Ils ont gagné, finalement

Publié le 10 avril 2015 par Lana

Il y a des gens, avec des blouses blanches, qui ont du pouvoir sur ta vie. Sur ta liberté, sur ton corps, sur ton esprit. Et le leur, d’esprit, il arrive qu’il soit assez fermé. Il arrive qu’ils pensent qu’ils savent tout mieux que toi. Je ne parle pas des traitements, je ne parle pas des formules chimiques ou de la façon d’ouvrir des ventres, ça bien sûr qu’ils le savent mieux que toi, ils ont fait des années d’études pour le savoir. Mais parfois, ils oublient, ou ils ne l’ont jamais su, que ces années d’études ne leur ont pas donné le droit de penser à ta place. Ca ne leur donne pas le droit de te juger, ni de te dire ce qui est bon pour toi, ni ce que tu devrais être. Ca ne leur donne pas le putain de droit de te refuser d’être ce que tu veux être.
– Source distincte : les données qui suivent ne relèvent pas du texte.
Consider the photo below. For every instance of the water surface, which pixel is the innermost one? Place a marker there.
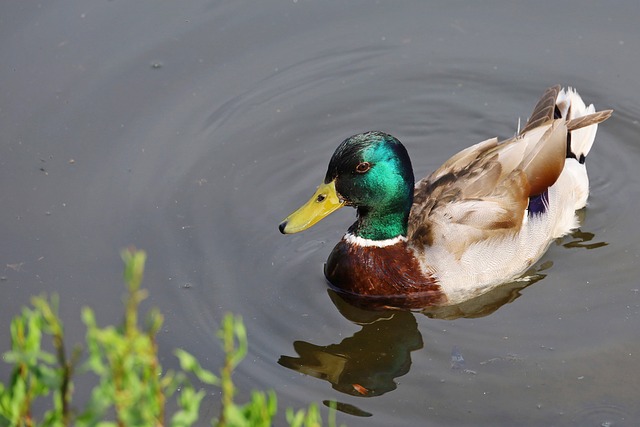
(190, 129)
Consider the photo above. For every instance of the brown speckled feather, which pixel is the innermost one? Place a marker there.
(483, 191)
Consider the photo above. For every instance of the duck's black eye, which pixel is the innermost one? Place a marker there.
(363, 167)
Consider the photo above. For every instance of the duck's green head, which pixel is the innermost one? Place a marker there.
(372, 172)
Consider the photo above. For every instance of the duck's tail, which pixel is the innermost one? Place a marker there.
(582, 122)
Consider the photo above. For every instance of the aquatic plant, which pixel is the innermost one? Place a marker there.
(132, 388)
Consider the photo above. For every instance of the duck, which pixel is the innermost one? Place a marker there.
(480, 220)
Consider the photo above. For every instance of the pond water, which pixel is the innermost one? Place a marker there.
(191, 128)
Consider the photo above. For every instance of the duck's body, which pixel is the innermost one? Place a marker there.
(478, 221)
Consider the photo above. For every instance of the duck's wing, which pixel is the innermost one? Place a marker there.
(483, 191)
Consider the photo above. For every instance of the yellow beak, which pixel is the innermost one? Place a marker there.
(324, 201)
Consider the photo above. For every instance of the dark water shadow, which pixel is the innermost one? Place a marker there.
(367, 363)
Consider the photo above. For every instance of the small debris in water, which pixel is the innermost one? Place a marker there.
(457, 361)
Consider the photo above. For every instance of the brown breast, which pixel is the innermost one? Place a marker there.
(387, 276)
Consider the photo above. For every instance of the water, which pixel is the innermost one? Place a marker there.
(191, 129)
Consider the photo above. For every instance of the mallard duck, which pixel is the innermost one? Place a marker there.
(480, 220)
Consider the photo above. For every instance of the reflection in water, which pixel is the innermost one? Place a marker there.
(367, 363)
(580, 240)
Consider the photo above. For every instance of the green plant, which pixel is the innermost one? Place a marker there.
(132, 389)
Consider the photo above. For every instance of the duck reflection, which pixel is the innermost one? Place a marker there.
(367, 363)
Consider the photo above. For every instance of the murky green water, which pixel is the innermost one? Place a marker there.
(192, 128)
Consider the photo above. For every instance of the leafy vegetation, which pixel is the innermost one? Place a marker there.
(132, 388)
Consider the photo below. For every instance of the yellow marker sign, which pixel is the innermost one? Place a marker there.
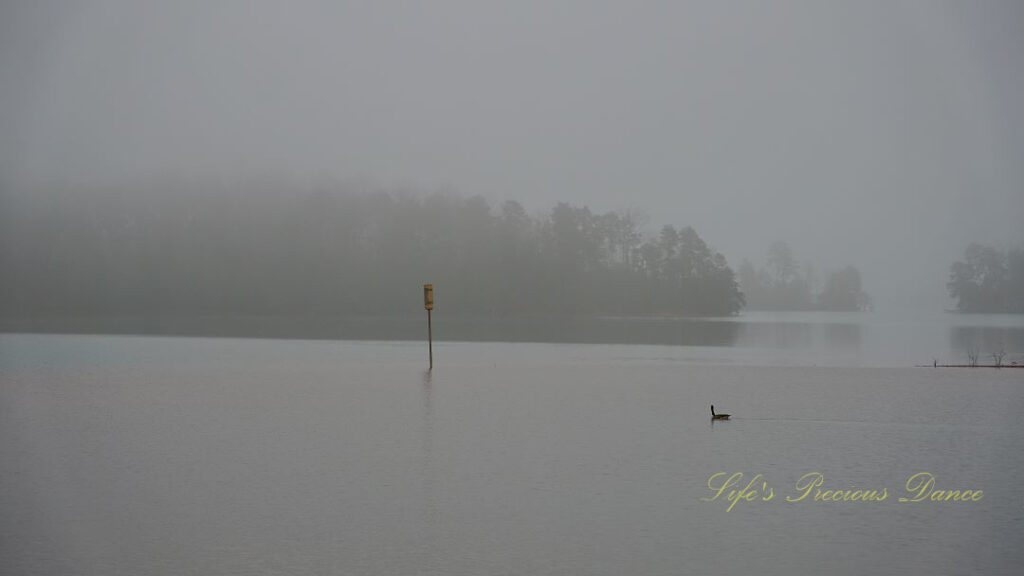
(428, 296)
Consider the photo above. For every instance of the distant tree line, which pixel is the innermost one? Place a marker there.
(785, 285)
(988, 280)
(235, 252)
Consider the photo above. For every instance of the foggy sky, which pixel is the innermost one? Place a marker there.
(885, 134)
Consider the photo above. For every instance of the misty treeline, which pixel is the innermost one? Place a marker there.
(988, 280)
(785, 285)
(194, 251)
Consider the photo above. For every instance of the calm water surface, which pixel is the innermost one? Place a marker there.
(155, 455)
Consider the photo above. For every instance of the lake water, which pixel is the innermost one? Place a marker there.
(172, 455)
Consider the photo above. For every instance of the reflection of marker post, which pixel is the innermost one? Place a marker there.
(428, 302)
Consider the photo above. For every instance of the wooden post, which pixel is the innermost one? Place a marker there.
(428, 302)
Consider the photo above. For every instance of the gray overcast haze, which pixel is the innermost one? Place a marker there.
(886, 134)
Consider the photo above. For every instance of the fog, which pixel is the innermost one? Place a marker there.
(878, 134)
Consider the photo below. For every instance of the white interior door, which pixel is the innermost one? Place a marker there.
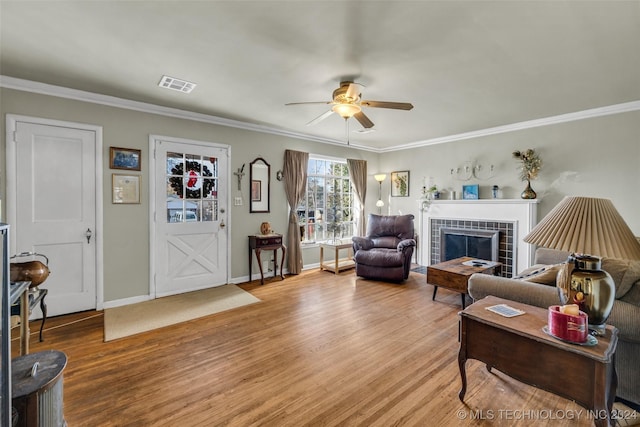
(190, 216)
(51, 200)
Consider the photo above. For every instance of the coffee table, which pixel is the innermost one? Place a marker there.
(337, 264)
(454, 274)
(518, 347)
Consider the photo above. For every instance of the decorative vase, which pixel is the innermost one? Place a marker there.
(528, 192)
(265, 228)
(583, 283)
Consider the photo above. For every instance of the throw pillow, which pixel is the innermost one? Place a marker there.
(625, 273)
(544, 274)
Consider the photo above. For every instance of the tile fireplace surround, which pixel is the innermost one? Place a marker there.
(513, 217)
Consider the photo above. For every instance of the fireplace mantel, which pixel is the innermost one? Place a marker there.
(522, 213)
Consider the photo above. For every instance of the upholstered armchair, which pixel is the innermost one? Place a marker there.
(385, 253)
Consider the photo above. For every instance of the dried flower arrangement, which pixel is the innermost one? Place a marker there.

De ne t’accorder les traitements que tu souhaites que si tu rentres dans leurs cases à eux, dans leur normalité bourgeoise, ni de te regarder comme un objet d’étude plutôt que comme un être humain.

Face à ces gens-là, il n’y a pas trente-six solutions: faire semblant, sourire, dire merde mais seulement dans ta tête, pour obtenir ce que tu veux ou pour fuir. Tu ne peux pas les affronter, parce que ta parole ne sera qu’un symptôme de plus, une preuve que tu n’es pas assez comme ceci ou comme cela pour mériter ce que tu demandes. Tu ne peux pas discuter parce que ce que tu es ne vaut rien à leurs yeux. Ils ne t’écouteront que le jour où tu feras ce qu’ils demandent, et comme tu ne le veux pas, t’as pas le choix: tu souris, tu prends l’air concerné, tu hoches la tête, tu dis oui à tout, et tu les envoies se faire foutre en pensée.

Ma liberté à l’hôpital, je l’ai eu à ce prix. J’ai longtemps cru que c’était le privilège de la psychiatrie. Mais je découvre  que non. Certain-e-s trans n’ont leur traitement qu’à ce prix. Et il y a tous les autres, auxquels je ne pense pas, mais le pouvoir médical abusif, il n’est pas qu’en psychiatrie, loin de là.

Oui, je les ai envoyé se faire foutre derrière mon sourire, j’ai menti alors que je ne mens jamais, et j’ai signé ma feuille de sortie. Mais ça fait mal quand même. Ne pas être considérée. Etre juste une malade et rien d’autre. N’être rien de respectable à leurs yeux. Oui, je suis sortie et je les ai envoyés se faire foutre derrière mon sourire de jeune fille sage, mais j’ai bien compris ce qu’ils m’ont dit derrière le leur: tu n’es pas des nôtres, tu n’es pas de ce monde, tu ne le seras que lorsque tu deviendras celle que tu veux qu’on soit. J’espère que tous ceux qui sont amenés à faire semblant pour sauver leur peau, parce qu’il n’y a pas d’autres choix quand on est face à un mur, n’auront pas aussi mal. J’espère qu’ils se souviendront juste de leur « va te faire foutre » et pas du goût amer qu’il avait.